Reduce costs and latency for repeated system prompts by caching them:

message = client.messages.create(
    model="claude-sonnet-4-6",
    max_tokens=1024,
    system=[
        {
            "type": "text",
            "text": "You are a helpful assistant...",
            "cache_control": {"type": "ephemeral"}
        }
    ],
    messages=[{"role": "user", "content": "Hello"}]
)

Vision

Claude can analyze images:

import base64

with open("diagram.png", "rb") as f: image_data = base64.b64encode(f.read()).decode("utf-8")

message = client.messages.create( model="claude-sonnet-4-6", max_tokens=1024, messages=[ { "role": "user", "content": [ {"type": "text", "text": "Explain this diagram"}, {"type": "image", "source": {"type": "base64", "media_type": "image/png", "data": image_data}} ] } ] )

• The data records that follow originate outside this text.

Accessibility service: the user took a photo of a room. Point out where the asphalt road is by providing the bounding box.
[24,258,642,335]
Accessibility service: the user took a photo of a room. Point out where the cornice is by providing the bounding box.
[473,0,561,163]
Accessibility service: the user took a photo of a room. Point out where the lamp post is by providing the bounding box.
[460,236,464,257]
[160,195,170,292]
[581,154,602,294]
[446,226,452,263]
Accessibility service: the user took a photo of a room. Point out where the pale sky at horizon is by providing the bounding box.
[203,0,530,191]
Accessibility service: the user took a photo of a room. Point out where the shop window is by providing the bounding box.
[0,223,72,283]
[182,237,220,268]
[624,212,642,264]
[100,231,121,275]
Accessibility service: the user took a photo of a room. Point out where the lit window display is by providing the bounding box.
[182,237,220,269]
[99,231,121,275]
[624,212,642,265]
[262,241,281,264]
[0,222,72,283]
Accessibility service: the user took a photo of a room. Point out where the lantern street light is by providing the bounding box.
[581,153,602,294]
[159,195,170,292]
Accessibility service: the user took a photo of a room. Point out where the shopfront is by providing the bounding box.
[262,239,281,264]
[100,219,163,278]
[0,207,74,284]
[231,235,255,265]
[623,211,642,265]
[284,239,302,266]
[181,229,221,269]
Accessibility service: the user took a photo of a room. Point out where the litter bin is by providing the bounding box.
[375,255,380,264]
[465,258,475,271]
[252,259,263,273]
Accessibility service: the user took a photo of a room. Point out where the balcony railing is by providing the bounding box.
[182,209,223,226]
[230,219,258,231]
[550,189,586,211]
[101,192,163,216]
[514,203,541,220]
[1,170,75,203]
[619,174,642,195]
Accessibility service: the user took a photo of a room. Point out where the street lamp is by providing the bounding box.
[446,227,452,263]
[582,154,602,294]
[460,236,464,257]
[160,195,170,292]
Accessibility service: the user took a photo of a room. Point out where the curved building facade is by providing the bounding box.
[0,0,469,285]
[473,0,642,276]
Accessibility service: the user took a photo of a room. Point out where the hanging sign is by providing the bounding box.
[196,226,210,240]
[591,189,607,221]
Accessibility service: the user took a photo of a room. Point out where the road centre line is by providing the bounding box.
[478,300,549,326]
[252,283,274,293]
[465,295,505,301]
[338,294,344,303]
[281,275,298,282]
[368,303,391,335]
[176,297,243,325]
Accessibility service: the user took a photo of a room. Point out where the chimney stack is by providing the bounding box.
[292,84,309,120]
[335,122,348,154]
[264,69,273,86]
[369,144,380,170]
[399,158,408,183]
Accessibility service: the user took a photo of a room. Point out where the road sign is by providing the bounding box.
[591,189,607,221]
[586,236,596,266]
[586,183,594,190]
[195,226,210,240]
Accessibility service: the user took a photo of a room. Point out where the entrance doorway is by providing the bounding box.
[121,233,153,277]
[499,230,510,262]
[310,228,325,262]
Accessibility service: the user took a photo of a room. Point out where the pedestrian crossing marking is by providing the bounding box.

Step 7: Move Toward Production

Once your prototype works, here's how to prepare for production:

Evaluation & Testing

  • Use the Workbench in the Anthropic Console to test prompts interactively
  • Run batch tests with different inputs to measure accuracy
  • Implement evals (evaluation suites) to track performance over time

Safety & Guardrails

  • Set up content filtering to prevent harmful outputs
  • Use rate limiting to control costs and prevent abuse
  • Implement input validation to sanitize user prompts

Cost Optimization

  • Use prompt caching for repeated system prompts
  • Choose the right model: Sonnet for most tasks, Haiku for high volume, Opus for complex reasoning
  • Set appropriate max_tokens limits
  • Monitor usage in the Anthropic Console under Usage Monitoring

Model Migration

Anthropic regularly releases new models. Plan for migration by:

  • Testing new models against your eval suite
  • Updating your code's model parameter
  • Monitoring for changes in behavior or output format

Choosing the Right Model

ModelBest ForSpeed
Opus 4.7 (claude-opus-4-7)Complex analysis, deep reasoning, creative tasksSlower
Sonnet 4.6 (claude-sonnet-4-6)Production workloads, balanced intelligence/speedFast
Haiku 4.5 (claude-haiku-4-5)High-volume, latency-sensitive appsFastest

Next Steps

  • Explore the Claude Cookbook for code samples and patterns
  • Take interactive courses on the Anthropic platform
  • Try Claude Code for agentic coding in your terminal
  • Deploy a starter app from the Quickstarts section

Key Takeaways

  • Start with the Messages API for maximum control, then consider Managed Agents for autonomous, stateful tasks.
  • Use environment variables to store your API key securely — never hardcode it.
  • Choose the right model for your use case: Sonnet for most production work, Haiku for speed, Opus for complex reasoning.
  • Leverage advanced features like extended thinking, tool use, vision, and prompt caching to build more capable applications.
  • Plan for production by implementing evals, safety guardrails, rate limits, and cost monitoring from the start.